Architectures and Why They Differ
Everything you have studied so far — neurons, weights, biases, activations, loss, gradient descent, and backpropagation — applies to every neural network regardless of what it does. But the specific way you connect neurons into layers, and which layers you choose, varies enormously across tasks. A network that classifies images should not look the same as one that translates English to French. The structure of the data — how information is arranged spatially or temporally — should inform the structure of the network. This lesson surveys three major architectural families, explains the design principles behind each, and shows why choosing the right architecture for a task is as important as choosing the right training procedure.
Fully Connected Networks and Their Limits
The architecture you have been studying — every neuron in one layer connected to every neuron in the next — is called a fully connected or dense network. It makes no assumptions about the structure of the input. For images, this becomes a problem. A 224×224 color image has 224 × 224 × 3 = 150,528 input values. A first layer with 1,000 neurons would have 150,528 × 1,000 = 150.5 million weight parameters just in the first connection. Worse, a fully connected network treats each pixel as completely independent — but pixels that are spatially close together are highly related. A cat's ear is a local pattern; knowing that pixel (100, 100) is dark matters more in the context of the pixels around it than in relation to a pixel at (10, 200). A fully connected network learns spatial structure only by brute-forcing it through the data — if trained on enough examples, it will eventually discover that nearby pixels are related. But this is wildly inefficient compared to building that prior knowledge into the architecture.

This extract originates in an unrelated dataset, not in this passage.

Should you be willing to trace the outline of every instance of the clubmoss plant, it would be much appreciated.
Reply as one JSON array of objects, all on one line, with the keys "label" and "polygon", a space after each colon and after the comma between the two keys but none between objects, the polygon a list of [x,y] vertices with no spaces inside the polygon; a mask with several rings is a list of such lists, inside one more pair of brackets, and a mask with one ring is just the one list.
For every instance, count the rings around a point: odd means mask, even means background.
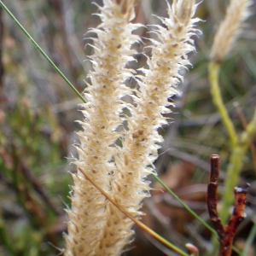
[{"label": "clubmoss plant", "polygon": [[[138,38],[131,32],[138,26],[129,23],[134,15],[133,1],[106,0],[99,9],[102,23],[90,31],[97,35],[93,38],[95,54],[90,56],[94,71],[89,74],[91,84],[84,94],[88,103],[84,105],[84,120],[80,122],[84,131],[79,132],[79,160],[75,164],[110,192],[116,168],[113,156],[117,154],[113,145],[120,136],[116,129],[122,124],[119,113],[125,107],[120,99],[130,94],[123,84],[131,76],[125,65],[133,60],[134,51],[130,48]],[[117,231],[106,235],[107,228],[109,230],[113,225],[108,222],[111,214],[106,210],[108,201],[79,172],[73,177],[65,255],[114,255],[117,247],[110,244],[112,236],[123,236]]]},{"label": "clubmoss plant", "polygon": [[[167,124],[163,113],[170,112],[168,98],[177,94],[174,89],[183,79],[181,68],[189,64],[187,54],[195,49],[190,38],[196,30],[192,19],[196,4],[194,0],[173,1],[168,4],[169,18],[160,19],[166,27],[156,26],[154,31],[160,41],[152,40],[149,69],[136,79],[139,89],[131,91],[124,82],[132,77],[125,68],[132,61],[131,45],[139,38],[131,32],[139,26],[129,23],[133,17],[133,2],[106,0],[99,7],[102,23],[91,30],[95,54],[90,56],[94,71],[89,78],[84,105],[85,117],[79,122],[77,146],[79,160],[75,161],[83,172],[73,174],[72,209],[68,209],[68,235],[66,236],[66,256],[120,255],[133,234],[133,222],[106,198],[83,176],[90,176],[115,202],[133,217],[139,218],[142,200],[149,195],[146,177],[154,172],[162,137],[157,129]],[[121,98],[129,95],[134,104]],[[122,109],[127,108],[128,129],[121,132]],[[114,145],[120,137],[122,147]]]}]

An architectural prior is an assumption about data structure that is built into the network's design — before any training begins. CNNs encode the prior that patterns are spatially local and translatable. Recurrent networks encode the prior that data is sequential and context-dependent. Transformers encode the prior that any position can relate to any other. Choosing an architecture means choosing which priors to embed. Right priors dramatically reduce the amount of data needed to learn.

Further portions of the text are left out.